Handle Multiple Event Types with Confluent Cloud for Apache Flink

Confluent Cloud for Apache Flink® provides several ways to work with Kafka topics containing multiple event types. This guide explains how Flink automatically infers and handles different event type patterns, allowing you to query and process mixed event streams effectively.

Overview

When working with Kafka topics containing multiple event types, Flink automatically infers table schemas based on the Schema Registry configuration and schema format. The following sections describe the supported approaches in order of recommendation.

Using Schema References

Schema references provide the most robust way to handle multiple event types in a single topic. With this approach, you define a main schema that references other schemas, allowing for modular schema management and independent evolution of event types.

For example, consider a topic that combines purchase and pageview events.

  1. Schema for purchase events.

    {
       "type":"record",
       "namespace": "io.confluent.developer.avro",
       "name":"Purchase",
       "fields": [
          {"name": "item", "type":"string"},
          {"name": "amount", "type": "double"},
          {"name": "customer_id", "type": "string"}
       ]
    }
    
  2. Schema for pageview events.

    {
       "type":"record",
       "namespace": "io.confluent.developer.avro",
       "name":"Pageview",
       "fields": [
          {"name": "url", "type":"string"},
          {"name": "is_special", "type": "boolean"},
          {"name": "customer_id", "type":  "string"}
       ]
    }
    
  3. Combined schema that references both event types:

    [
       "io.confluent.developer.avro.Purchase",
       "io.confluent.developer.avro.Pageview"
    ]
    

When these schemas are registered in Schema Registry and used with the default TopicNameStrategy, Flink automatically infers the table structure. You can see this structure using:

SHOW CREATE TABLE `customer-events`;

Your output will show a table structure that includes columns for both event types:

CREATE TABLE `customer-events` (
  `key` VARBINARY(2147483647),
  `Purchase` ROW<`item` VARCHAR(2147483647), `amount` DOUBLE, `customer_id` VARCHAR(2147483647)>,
  `Pageview` ROW<`url` VARCHAR(2147483647), `is_special` BOOLEAN, `customer_id` VARCHAR(2147483647)>
)

You can query specific event types using standard SQL. The exact syntax depends on your schema format:

-- Query purchase events
SELECT Purchase.* FROM `customer-events` WHERE Purchase IS NOT NULL;

-- Query pageview events
SELECT Pageview.* FROM `customer-events` WHERE Pageview IS NOT NULL;

Using Union Types

Flink automatically handles union types across different schema formats.
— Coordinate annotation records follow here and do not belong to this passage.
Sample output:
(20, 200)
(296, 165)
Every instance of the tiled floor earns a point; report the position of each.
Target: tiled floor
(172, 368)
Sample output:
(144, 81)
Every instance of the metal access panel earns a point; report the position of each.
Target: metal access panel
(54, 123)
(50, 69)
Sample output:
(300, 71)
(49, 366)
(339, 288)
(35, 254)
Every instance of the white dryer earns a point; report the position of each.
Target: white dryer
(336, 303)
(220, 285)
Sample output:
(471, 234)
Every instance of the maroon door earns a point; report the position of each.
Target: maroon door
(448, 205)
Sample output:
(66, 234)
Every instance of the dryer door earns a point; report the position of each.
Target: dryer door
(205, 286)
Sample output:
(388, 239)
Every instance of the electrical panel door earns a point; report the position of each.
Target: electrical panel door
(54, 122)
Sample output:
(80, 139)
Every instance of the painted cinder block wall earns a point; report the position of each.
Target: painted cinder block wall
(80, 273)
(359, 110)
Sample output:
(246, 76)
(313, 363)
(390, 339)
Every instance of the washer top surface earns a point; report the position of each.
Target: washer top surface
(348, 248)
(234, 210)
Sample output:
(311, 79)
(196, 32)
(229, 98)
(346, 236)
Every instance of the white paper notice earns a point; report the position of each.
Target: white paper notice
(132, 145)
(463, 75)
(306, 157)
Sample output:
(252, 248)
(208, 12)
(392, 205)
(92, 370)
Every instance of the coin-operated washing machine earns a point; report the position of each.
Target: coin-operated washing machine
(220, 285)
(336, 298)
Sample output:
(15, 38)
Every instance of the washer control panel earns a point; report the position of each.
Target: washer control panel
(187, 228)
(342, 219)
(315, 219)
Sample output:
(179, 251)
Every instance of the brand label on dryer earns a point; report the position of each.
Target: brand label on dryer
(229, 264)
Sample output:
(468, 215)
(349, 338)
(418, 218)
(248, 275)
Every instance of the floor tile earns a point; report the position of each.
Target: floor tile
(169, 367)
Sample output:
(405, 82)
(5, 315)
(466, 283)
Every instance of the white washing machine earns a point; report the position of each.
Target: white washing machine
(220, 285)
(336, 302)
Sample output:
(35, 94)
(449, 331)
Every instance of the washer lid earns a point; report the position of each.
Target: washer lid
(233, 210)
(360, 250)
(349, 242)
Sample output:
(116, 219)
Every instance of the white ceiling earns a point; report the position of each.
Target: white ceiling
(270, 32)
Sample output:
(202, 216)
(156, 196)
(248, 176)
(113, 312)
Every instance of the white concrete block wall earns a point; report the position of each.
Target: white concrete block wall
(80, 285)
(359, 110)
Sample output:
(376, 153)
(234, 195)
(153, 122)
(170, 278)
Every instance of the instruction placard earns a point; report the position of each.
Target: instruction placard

With this approach, all event types are defined within a single schema using the format’s native union type mechanism:

  • Avro unions
  • JSON Schema oneOf
  • Protocol Buffer oneOf

For example, consider a schema combining order and shipment events:

{
   "type": "record",
   "namespace": "io.confluent.examples.avro",
   "name": "AllTypes",
   "fields": [
      {
         "name": "event_type",
         "type": [
            {
               "type": "record",
               "name": "Order",
               "fields": [
                  {"name": "order_id", "type": "string"},
                  {"name": "amount", "type": "double"}
               ]
            },
            {
               "type": "record",
               "name": "Shipment",
               "fields": [
                  {"name": "tracking_id", "type": "string"},
                  {"name": "status", "type": "string"}
               ]
            }
         ]
      }
   ]
}

When using these union types with TopicNameStrategy, Flink automatically creates a table structure based on your schema format. You can see this structure using:

SHOW CREATE TABLE `events`;

The output shows a table structure that reflects how each format handles unions:

CREATE TABLE `events` (
  `key` VARBINARY(2147483647),
  `event_type` ROW
    `Order` ROW<`order_id` VARCHAR(2147483647) NOT NULL, `amount` DOUBLE NOT NULL>,
    `Shipment` ROW<`tracking_id` VARCHAR(2147483647) NOT NULL, `status` VARCHAR(2147483647) NOT NULL>
  > NOT NULL
)

You can query specific event types:

-- Query orders
SELECT event_type.Order.* FROM `events` WHERE event_type.Order IS NOT NULL;

-- Query shipments
SELECT event_type.Shipment.* FROM `events` WHERE event_type.Shipment IS NOT NULL;

Using RecordNameStrategy Or TopicRecordNameStrategy Strategies

For topics using RecordNameStrategy or TopicRecordNameStrategy, Flink initially infers a raw binary table:

CREATE TABLE `events` (
  `key` VARBINARY(2147483647),
  `value` VARBINARY(2147483647)
)

To work with these events, you need to manually configure the table with the appropriate subject names:

ALTER TABLE events SET (
  'value.format' = 'avro-registry',
  'value.avro-registry.subject-names' = 'com.example.events.OrderEvent;com.example.events.ShipmentEvent'
);

If your topic uses keyed messages, you may also need to configure the key format:

ALTER TABLE events SET (
  'key.format' = 'avro-registry',
  'key.avro-registry.subject-names' = 'com.example.events.OrderKey'
);

Replace avro-registry with json-registry or proto-registry based on your schema format.

Best Practices

  1. Use schema references with TopicNameStrategy when possible, as this provides the best balance of flexibility and manageability.
  2. If schema references aren’t suitable, use union types for a simpler schema management approach.
  3. Configure alternative subject name strategies only when working with existing systems that require them.